Publié en janvier, cet article se trouve rajeu­ni suite à l’arrestation de plusieurs « habits noirs » en Espagne.

Plusieurs articles dans les jour­naux, des repor­tages à la télé­vi­sion, le tout sur un même sujet : les touristes Chinois. Voilà qui confirme que la réces­sion a pour effet premier de masquer certaines odeurs et de déve­lop­per une évidente hypo­cri­sie. Les vacan­ciers euro­péens étant en effet appe­lés à venir moins nombreux dans le pays des droits de l’homme, accueillir ceux en prove­nance de la plus « grande dicta­ture du monde » semble tout à coup prendre le pas sur des consi­dé­ra­tions plus idéo­lo­giques.

Il est vrai que pas mal des amis du passé sont décé­dés tels Kadha­fi et autres Saddam Hussein et que les dicta­teurs géné­reu­se­ment héber­gés se doivent de faire quelques écono­mies après avoir ruiné leurs pays. Venant prendre la place lais­sée vacante par les Japo­nais, les touristes chinois sont donc cour­ti­sés, les commer­çants faisant avant tout du commerce et les poli­tiques …. de la poli­tique. Sans doute que rares seront les vendeuses de Vuit­ton ou Van Cleef à hurler un « Free Tibet » lorsque quelques-unes de ces Chinoises vien­dront ache­ter le dernier objet à la mode que la plupart des Fran­çais et encore moins de Chinois ne peuvent espé­rer acqué­rir.

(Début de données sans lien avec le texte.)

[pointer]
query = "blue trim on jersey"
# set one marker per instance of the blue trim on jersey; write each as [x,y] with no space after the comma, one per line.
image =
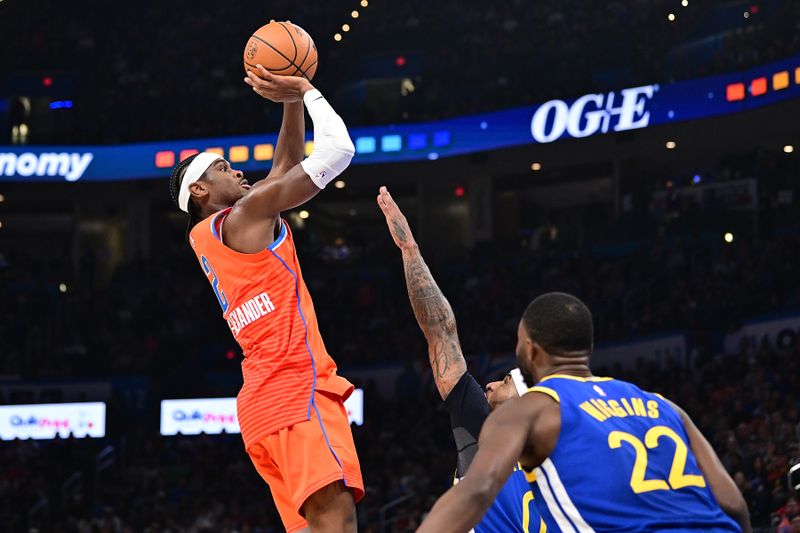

Ce sont pour­tant ces touristes renom­més par nos médias « Couche haute de la nouvelle classe moyenne » qui sont pour la plupart des proches de ce système poli­tique si criti­qué par ailleurs. Dans certains cas ce sont même des enfants d’apparatchiks qui permettent aux gérants de ces maga­sins de renou­ve­ler leur Mercé­dès vieille de 6 mois. D’autres de ces touristes sont ces chefs d’entreprises qui exploitent sans vergogne la popu­la­tion migrante venue des régions pauvres. Si le respon­sable du maga­sin est parfai­te­ment au courant de ces pratiques, puisque lues dans Le Figa­ro, il lâche toute­fois ce jour­nal pour aller ouvrir la porte à cette cliente aux yeux bridés, mais au porte­feuille grand ouvert.

Bizar­re­rie d’une époque, en France ce sont les plus modestes qui achètent des produits chinois alors que dans le même temps de riches Chinois viennent en France grâce aux béné­fices réali­sés sur cette classe sociale de moins en moins moyenne. Ce système étant hypo­cri­te­ment basé sur l’argent, il est logique que celui-ci perde son odeur en passant dans des mains loin d’être toujours très propre. Ceux qui en profitent sont comme d’habitude ceux qui en ont le moins besoin, mais savent le gagner par n’importe quel moyen.

Des Chinois qui vien­dront visi­ter la France, il n’y aura pas un seul espion, pas un seul copieur, pas un seul commu­niste, pas un seul exploi­teur de main d’œuvre, mais une sélec­tion de « gens bien comme il faut » parce que riches. Histoire de se donner une bonne, mais tardive conscience, il y aura quelques critiques sur les diffé­rences d’éducation, mais rien qui puisse toute­fois empê­cher de vendre tout ce que notre pays produit de super­flus, mais qui donne à ces « classes sociales moyen­ne­ment hautes » l’impression d’exister.